Sippy’s contributions to the suffrage movement were more organizational than militant. She was a member of various women’s clubs around Chicago, and hosted frequent events at her home on Woodlawn Avenue in Chicago. In 1904 she joined the Chicago Women’s Club. By 1912 she was chairman of their Equal Suffrage Committee and officer of the Political Equality League, a society auxiliary to the club. She also became President of the Sherman Park Women’s Club, eventually serving as their delegate to the November 1915 State Convention in Springfield. This group grew to forty members by 1913. Sippy often hosted events for the group at her home, including a “musicale” in March of 1915. She was also on the executive committee of the Chicago Peace Society that year.

Sippy played a notable leadership role in the National Woman’s Party (NWP) after it split from the National American Woman Suffrage Association (NAWSA) to pursue the goal of a federal suffrage amendment. In 1916, she served as the organization’s state chairman for Illinois, and on the National Committee of state chairmen. Among her actions as chairman, she headed several 1916 deputations to Illinois Congressmen to convince them to vote for what would become the 19th Amendment. One of these deputations met with Illinois Congressman John Sterling on November 27th. Sippy marched with fifty women to see him at the Chicago Court House, carrying banners of purple, white, and gold. Sterling promised to support the constitutional amendment for woman suffrage.

Sippy also headed a committee to distribute suffrage literature at the polls in Chicago in November, 1916. The leaflets urged “Suffrage First,” and “Vote Against Wilson.” The Chicago Tribune warned of a “Suffrage Army of 1,500." The women aimed to visit every polling place in the city in their effort to deny a second term to President Wilson, who did not support woman suffrage by constitutional amendment.

As an educated, upper class woman, Sippy contributed her money and her time to the cause of women’s suffrage. She rose in the ranks of the National Woman’s Party to the position of state chairman, where she organized important lobbying efforts, but she also worked on the local level with Chicago area women’s clubs.
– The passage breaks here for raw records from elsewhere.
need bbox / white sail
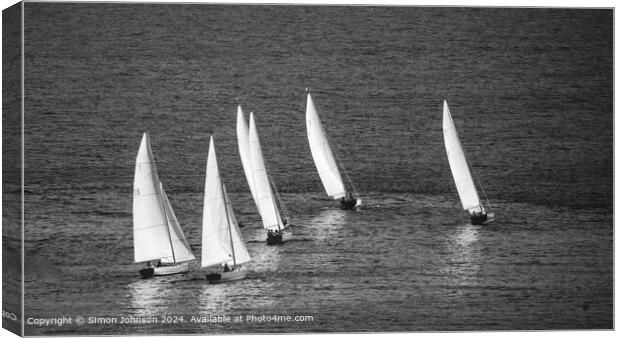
[201,137,250,267]
[160,183,196,263]
[249,113,283,230]
[306,94,346,199]
[443,100,483,212]
[133,133,172,262]
[222,184,252,264]
[237,106,258,208]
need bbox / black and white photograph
[2,1,614,336]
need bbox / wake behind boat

Like many other women of her time, she used her unique position of privilege and social consciousness to the benefit of the women’s suffrage movement.

In 1940 Mabel Sippy, now widowed, lived by herself in Evanston, IL and she died at a summer home in Michigan in 1964.

Sources:

University of Wisconsin, Catalogue (Madison, WI: University of Wisconsin, 1893), 253.

Chicago Women’s Club, Annual Announcement of the Chicago Women’s Club (Chicago: The Club, 1912).

Illinois Federation of Women's Clubs, Directory and Register of Women's Clubs, City of Chicago and Vicinity (Chicago: Linden Bros. & H.H. De Clerque, 1915), 276.

Official Register and Directory of the Women’s Clubs in America (Boston, Mass: Helen M. Winslow, 1913), 71.

American Peace Society, The Advocate of Peace (Washington, D.C.: American Peace Society, 1915), 68.

James Langland, comp., The Chicago Daily News Almanac and Year-Book for 1917 (Chicago: Chicago Daily News, 1917), 272.

“Backing up the Suffrage Amendment in the States,” The Suffragist. No. 50 (1916), 5.

“Women’s Party to Man Polls,” Chicago Tribune, November 7, 1916.